STATA conversion class

September 2009

 

Professor Mark Franklin

 

 

 

 

(SEE BELOW FOR STATA TUTORIAL)

 

This class is intended for researchers who already know how to use SPSS for quantitative research at any level and want to be able to take classes in quantiatitive data analysis using STATA. It should be taken by researchers who have enough experience of quantitative research not to require the "absolute beginners" course. That course contains its own introduction to STATA, so there should be no need for anyone to take both courses.

 

Note that the conversion course will only be taught this one time during the academic year, so it should be taken by researchers who plan to take any quantitative methods classes (including 3rd term workshops) if they do not have experience of using STATA.

 

Register for the class with Alessandra.Torre@EUI.eu (ext 2211).

 

Please bring your laptop to the class with STATA installed. If you do not have a copy of STATA already on your laptop you can get it (along with a site licence) from the Badia Computing Service Site Office (by email to BF-Site@eui.eu stating also whether this is for Windows or MAC platform). It may take 24 hours or more to get the license key from STATA Inc., so be sure to install your copy well ahead of the class.

 

 

Datasets

 

Turnout dataset for Stata 9 or later

 

 

 

 

Class instructions

 

Before the class, read the two-page "Introduction to STATA for SPSS users" and download one of the datasets whose links you see above.

 

 

After the class:

 

Download 'Class instructions' (transcript of lecture)

 

Download visuals (what was on the screen during the lecture)

 

Download Introduction to Stata 8 (September 2004) by Svend Juul,

Department of Epidemiology and Social Medicine, University of Aarhus,

(This is now quite dated but still an excellent introduction to STATA usage)

 

 

STATA TUTORIAL, and tips for data management

 

The following files provide a (somewhat out of date but otherwise excellent) tutorial for those who could not attend the conversion class or who want to refresh and extend what they learned in the class.

 

Tutorial 1    Tutorial 2    Tutorial 3    Tutorial 4    Tutorial 5    Tutorial 6    Tutorial 7

 

Many coming to STATA from SPSS also come with existing datasets that need to be converted. Moreover, converting data from SPSS to STATA format is a constantly recurring need. This is most easily done by invoking "Save as…" from the SPSS File menu and choosing a STATA format in the resulting dialogue box (the various different STATA formats specified there all come to the same thing).
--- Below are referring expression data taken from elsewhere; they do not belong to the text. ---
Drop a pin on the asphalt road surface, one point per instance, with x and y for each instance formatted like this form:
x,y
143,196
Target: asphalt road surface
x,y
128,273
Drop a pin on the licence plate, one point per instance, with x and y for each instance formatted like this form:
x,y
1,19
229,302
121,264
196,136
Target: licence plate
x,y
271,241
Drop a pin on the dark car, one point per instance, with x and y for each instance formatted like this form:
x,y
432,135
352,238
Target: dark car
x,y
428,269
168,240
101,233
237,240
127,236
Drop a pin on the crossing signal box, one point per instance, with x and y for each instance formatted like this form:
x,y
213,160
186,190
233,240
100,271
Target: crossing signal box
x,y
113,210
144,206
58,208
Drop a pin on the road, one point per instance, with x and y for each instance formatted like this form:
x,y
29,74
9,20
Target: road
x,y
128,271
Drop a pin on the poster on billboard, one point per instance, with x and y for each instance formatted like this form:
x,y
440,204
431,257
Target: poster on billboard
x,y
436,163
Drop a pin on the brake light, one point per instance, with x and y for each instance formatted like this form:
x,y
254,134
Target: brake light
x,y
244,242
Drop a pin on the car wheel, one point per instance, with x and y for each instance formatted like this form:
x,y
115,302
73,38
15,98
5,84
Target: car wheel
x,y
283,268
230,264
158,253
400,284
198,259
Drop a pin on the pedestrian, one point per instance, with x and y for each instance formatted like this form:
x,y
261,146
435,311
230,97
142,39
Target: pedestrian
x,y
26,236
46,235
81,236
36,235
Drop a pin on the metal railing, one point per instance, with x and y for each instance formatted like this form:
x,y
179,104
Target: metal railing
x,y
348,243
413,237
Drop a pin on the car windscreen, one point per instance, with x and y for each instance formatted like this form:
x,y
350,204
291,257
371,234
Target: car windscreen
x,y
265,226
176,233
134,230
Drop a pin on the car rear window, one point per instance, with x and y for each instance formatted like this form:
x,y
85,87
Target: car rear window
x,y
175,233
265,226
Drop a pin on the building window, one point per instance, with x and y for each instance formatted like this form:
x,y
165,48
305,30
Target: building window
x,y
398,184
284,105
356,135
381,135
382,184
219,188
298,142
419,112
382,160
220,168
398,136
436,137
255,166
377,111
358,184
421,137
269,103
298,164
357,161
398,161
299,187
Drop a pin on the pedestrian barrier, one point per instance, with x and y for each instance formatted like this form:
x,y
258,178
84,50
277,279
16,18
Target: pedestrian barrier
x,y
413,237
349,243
There is also a stand-alone program called 'Stat Transfer' that converts pretty much any data format to any other data format, including variable and value labels.

 

However, simply converting the data to STATA format is often only the first chore. Often the SPSS data has missing values that are not converted to STATA missing values (and may not even have been defined as missing values in SPSS). STATA has its own definition of missing values (designated as "." or ".a" to ".z" in the data matrix), which have to be explicitly set by a "generate" or "replace" command in STATA. This is much simpler if one can specify, in a single command, all the variables for which a specific set of missing values need to be defined as missing.

 

In STATA, this can be done using a quite general facility for looping over a series of variables and/or values - useful for much else than dealing with missing data codes. Two methods are provided, one of them documented in the current STATA help files and one of them not (because it is an obsolete facility which, however, is still supported). The documented features are described in the STATA help files under "foreach", "forvalues," and "while". These are quite hard to use, but worth mastering if you have ambitions to actually program STATA do and ado files. The undocumented features are far easier to use and are described in a document available at STATA old-style "for" command, which also contains examples for how these facilities can be used to deal with SPSS-style missing data codes. The ideas presented in these examples might be useful even to those who want to use the current STATA facilities in order to undertake missing data conversion.

 

SPECIAL NOTE regarding MISSING VALUES in STATA

While missing values in STATA are automatically taken into account by statistical and other commands, the  if  qualifier to STATA commands treats missing values as very large numbers, "regress a b if c > 5" includes in the regression analysis values of c greater than 5 and also any missing values. To specify non-missing values greater than 5 one would have to say "if c > 5 & c < ." This curious feature of the STATA command language causes much anguish!